First native Apple Silicon malware discovered

The first native Apple Silicon malware built to execute on Apple’s new M1 Macs has been discovered by security researcher Patrick Wardle.

The new MacBook Air, 13-inch MacBook Pro, and Mac mini are now powered by M1, Apple’s revolutionary chip.
The new MacBook Air, 13-inch MacBook Pro, and Mac mini are now powered by M1, Apple’s revolutionary chip.

Michael Potuck for 9to5Mac:

Patrick shared how he went about finding the new Apple Silicon specific malware and why this matters.

As I was working on rebuilding my tools to achieve native M1 compatibility, I pondered the possibility that malware writers were also spending their time in a similar manner. At the end of the day, malware is simply software (albeit malicious), so I figured it would make sense that (eventually) we’d see malware built to execute natively on Apple new M1 systems.

Before going off hunting for native M1 malware, we need have to answer the question, “How can we determine if a program was compiled natively for M1?” Well, in short, it will contain arm64 code! OK, and how do we ascertain this?

One simple way is via the macOS’s built-in file tool (or lipo -archs). Using this tool, we can examine a binary to see if it contains compiled arm64 code.
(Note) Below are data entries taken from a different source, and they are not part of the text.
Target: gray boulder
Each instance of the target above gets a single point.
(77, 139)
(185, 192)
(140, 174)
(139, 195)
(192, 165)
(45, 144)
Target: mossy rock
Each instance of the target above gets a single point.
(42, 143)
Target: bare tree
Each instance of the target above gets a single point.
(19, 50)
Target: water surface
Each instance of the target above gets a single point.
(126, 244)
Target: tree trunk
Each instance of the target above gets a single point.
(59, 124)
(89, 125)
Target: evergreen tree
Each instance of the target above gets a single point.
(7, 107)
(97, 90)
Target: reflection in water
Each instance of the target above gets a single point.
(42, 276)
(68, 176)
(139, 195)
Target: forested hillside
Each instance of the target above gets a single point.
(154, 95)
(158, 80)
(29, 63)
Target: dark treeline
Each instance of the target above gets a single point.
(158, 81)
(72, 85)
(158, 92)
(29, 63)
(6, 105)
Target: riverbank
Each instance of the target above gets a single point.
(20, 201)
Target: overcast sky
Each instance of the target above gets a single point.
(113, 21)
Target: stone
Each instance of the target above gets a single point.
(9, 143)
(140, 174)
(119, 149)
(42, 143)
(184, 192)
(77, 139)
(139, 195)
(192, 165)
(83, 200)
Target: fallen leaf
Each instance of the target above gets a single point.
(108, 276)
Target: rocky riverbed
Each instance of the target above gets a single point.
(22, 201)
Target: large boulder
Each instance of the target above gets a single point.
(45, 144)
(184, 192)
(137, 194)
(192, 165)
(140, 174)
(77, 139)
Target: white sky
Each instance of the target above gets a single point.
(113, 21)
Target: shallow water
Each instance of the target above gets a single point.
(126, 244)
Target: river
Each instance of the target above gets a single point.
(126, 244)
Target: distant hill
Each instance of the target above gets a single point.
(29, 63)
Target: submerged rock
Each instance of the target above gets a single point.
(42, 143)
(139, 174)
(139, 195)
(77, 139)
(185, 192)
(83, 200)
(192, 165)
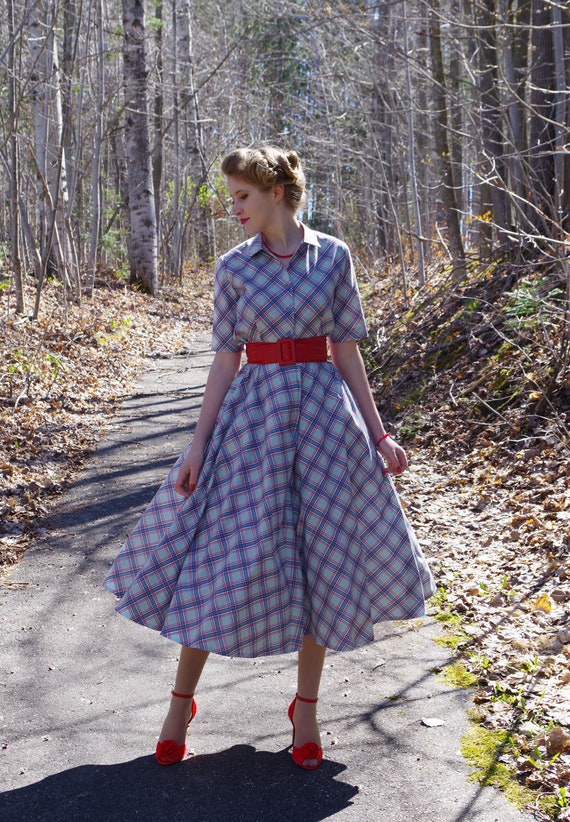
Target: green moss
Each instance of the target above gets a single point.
(453, 641)
(482, 748)
(448, 618)
(457, 675)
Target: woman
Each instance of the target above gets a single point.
(278, 529)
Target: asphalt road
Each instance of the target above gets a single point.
(83, 691)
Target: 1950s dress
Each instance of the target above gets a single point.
(293, 528)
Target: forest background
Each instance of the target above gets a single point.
(435, 136)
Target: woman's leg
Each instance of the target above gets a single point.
(311, 661)
(190, 666)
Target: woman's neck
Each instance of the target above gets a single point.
(285, 239)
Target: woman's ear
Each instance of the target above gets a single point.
(278, 192)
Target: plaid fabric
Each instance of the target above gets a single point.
(292, 529)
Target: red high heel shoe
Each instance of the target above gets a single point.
(168, 752)
(310, 750)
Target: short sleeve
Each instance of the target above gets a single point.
(226, 298)
(349, 322)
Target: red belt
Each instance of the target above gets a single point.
(287, 352)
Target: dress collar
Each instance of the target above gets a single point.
(255, 244)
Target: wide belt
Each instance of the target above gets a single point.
(287, 351)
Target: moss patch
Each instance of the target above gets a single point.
(458, 676)
(482, 749)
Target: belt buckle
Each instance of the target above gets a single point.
(287, 353)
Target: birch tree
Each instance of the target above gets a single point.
(143, 241)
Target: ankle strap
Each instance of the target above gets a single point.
(302, 699)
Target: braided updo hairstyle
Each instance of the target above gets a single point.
(266, 166)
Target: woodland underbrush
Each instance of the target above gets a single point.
(64, 374)
(475, 378)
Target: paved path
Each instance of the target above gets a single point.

After passing a few more checks, Patrick was able to confirm this is malware optimized for M1 Macs.

Hooray, so we’ve succeeding in finding a macOS program containing native M1 (arm64) code …that is detected as malicious! This confirms malware/adware authors are indeed working to ensure their malicious creations are natively compatible with Apple’s latest hardware. 🥲

MacDailyNews Take: It was only a matter of time. The good news is that no malware has ever run more efficiently. 😉

Note that Wardle reports that what is not known is whether Apple notarized that code. That’s unknown, because at this time Apple has (now) revoked the certificate, but what we do know is that “this binary was detected in the wild (and submitted by a user via an Objective-See tool) …so whether it was notarized or not, macOS users were infected.”